The Mickley-Hawn-Queller specimen of the 1804 $1 silver dollar or known among collectors as "KING OF AMERICAN COINS" sold for $3,877,500 including buyer premium in Heritage Auction Platinum Night event on Friday, Aug. 9. Heritage Auctions did not disclose the name of the buyer.
The Mickley-Hawn-Queller specimen 1804 silver dollar is now one of the Top 5 coin in my World most expensive coins list; Top 5 World Most expensive coins.
Only eight coins exist for the Class I 1804 $1 and the Mickley-Hawn-Queller specimen of the 1804 $1 auction by Heritage is graded PR62 by both PCGS and NGC, from The Greensboro Collection, Part IV.

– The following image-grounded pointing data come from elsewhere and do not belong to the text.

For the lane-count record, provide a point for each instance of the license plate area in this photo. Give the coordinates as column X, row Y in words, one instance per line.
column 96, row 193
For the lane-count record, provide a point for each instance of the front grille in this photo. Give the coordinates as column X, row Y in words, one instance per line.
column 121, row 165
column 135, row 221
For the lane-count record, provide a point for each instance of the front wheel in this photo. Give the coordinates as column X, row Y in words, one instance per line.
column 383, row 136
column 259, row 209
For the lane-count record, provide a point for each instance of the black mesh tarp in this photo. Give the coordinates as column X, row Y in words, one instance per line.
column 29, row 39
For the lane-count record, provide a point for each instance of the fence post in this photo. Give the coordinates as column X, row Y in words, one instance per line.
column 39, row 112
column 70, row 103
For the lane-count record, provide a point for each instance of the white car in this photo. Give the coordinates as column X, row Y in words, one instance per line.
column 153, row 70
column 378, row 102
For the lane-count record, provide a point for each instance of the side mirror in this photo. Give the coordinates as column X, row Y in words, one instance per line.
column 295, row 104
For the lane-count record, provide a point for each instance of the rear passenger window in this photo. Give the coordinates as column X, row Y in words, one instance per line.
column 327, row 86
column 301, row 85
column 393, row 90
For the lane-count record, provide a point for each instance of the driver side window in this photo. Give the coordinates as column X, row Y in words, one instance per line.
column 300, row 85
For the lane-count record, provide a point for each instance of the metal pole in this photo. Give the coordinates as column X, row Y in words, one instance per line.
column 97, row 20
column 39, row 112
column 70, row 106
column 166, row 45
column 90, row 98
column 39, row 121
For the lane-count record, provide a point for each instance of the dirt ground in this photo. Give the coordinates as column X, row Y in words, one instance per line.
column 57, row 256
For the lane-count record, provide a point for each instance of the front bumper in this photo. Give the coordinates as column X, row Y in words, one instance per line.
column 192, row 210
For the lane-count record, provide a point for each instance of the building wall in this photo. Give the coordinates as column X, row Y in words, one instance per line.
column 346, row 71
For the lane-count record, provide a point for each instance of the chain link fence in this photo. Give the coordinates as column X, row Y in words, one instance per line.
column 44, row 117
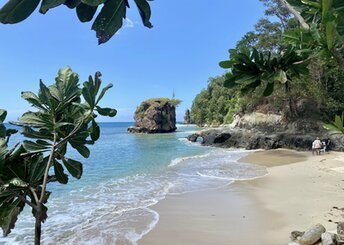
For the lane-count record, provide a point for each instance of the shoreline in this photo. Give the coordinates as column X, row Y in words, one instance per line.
column 299, row 191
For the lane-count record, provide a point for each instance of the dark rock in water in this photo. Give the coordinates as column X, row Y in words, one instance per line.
column 255, row 133
column 193, row 137
column 155, row 116
column 222, row 138
column 312, row 235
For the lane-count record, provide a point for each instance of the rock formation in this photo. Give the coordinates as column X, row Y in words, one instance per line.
column 155, row 116
column 262, row 131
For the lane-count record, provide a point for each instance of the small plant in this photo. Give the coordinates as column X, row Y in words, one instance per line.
column 65, row 116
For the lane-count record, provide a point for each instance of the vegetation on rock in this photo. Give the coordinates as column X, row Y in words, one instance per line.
column 155, row 115
column 281, row 67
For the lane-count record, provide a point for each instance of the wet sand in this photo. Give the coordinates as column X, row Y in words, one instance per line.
column 300, row 190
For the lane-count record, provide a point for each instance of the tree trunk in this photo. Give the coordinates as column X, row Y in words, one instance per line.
column 38, row 225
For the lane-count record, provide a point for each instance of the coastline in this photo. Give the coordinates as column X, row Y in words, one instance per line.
column 299, row 191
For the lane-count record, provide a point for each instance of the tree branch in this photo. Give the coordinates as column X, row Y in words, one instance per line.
column 46, row 173
column 296, row 14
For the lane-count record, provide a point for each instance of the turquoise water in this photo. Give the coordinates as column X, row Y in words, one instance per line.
column 125, row 175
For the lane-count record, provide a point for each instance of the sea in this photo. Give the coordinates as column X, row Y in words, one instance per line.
column 123, row 178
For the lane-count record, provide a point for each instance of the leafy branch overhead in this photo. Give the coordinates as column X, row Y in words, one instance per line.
column 108, row 21
column 64, row 114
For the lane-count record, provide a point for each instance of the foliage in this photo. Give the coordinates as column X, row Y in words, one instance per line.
column 108, row 21
column 267, row 34
column 187, row 118
column 64, row 116
column 250, row 70
column 211, row 105
column 301, row 59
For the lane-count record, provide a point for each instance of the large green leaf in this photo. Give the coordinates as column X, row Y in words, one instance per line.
column 145, row 12
column 95, row 131
column 32, row 119
column 73, row 167
column 44, row 94
column 59, row 173
column 109, row 20
column 9, row 214
column 85, row 12
column 48, row 4
column 41, row 134
column 39, row 145
column 15, row 11
column 67, row 83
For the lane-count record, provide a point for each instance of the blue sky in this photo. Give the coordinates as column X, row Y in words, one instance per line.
column 178, row 54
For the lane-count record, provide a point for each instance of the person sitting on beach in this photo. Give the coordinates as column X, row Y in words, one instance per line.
column 327, row 143
column 313, row 147
column 317, row 145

Prices for 1804 dollars at auction soared as the decades passed. In 1960, the Davis Restrike 1804 dollar brought $28,000 at auction, while in 1970 the Mickley Original specimen realized $77,500. In 1980, at one of the U.S. coin market's great heights, the Berg Restrike example reached $400,000, while the 1989 offering of the Dexter Original representative saw it go for $990,000, another bull-market record tantalizingly close to the million-dollar threshold. The Stickney Original piece, which in 1946 was the first five-figure U.S. coin at $10,500, became the first seven-figure 1804 dollar and the most expensive U.S. coin ever auctioned when it sold as part of the legendary Eliasberg Collection in 1997 for $1,815,000. The Sultan of Muscat Original, universally considered the best-preserved of 1804 dollars, leapfrogged that price to bring $4,140,000 in 1999, a record that stood for several years.
As of June 2013, two of the top ten all-time U.S. coin prices realized at auction belong to Original 1804 dollars, including the last offering of the Mickley coin, by Heritage in 2008, at $3,737,500. Just outside the top ten is the most recent auction result for an 1804 dollar, the Adams Restrike piece in a 2009 Heritage auction at $2,300,000. The various 1804 dollars have sold for more than a million dollars at auction six separate times, a feat unmatched by any other issue, and this offering of the Mickley specimen will add even more weight to the 1804 dollar's claim as the "King of American Coins."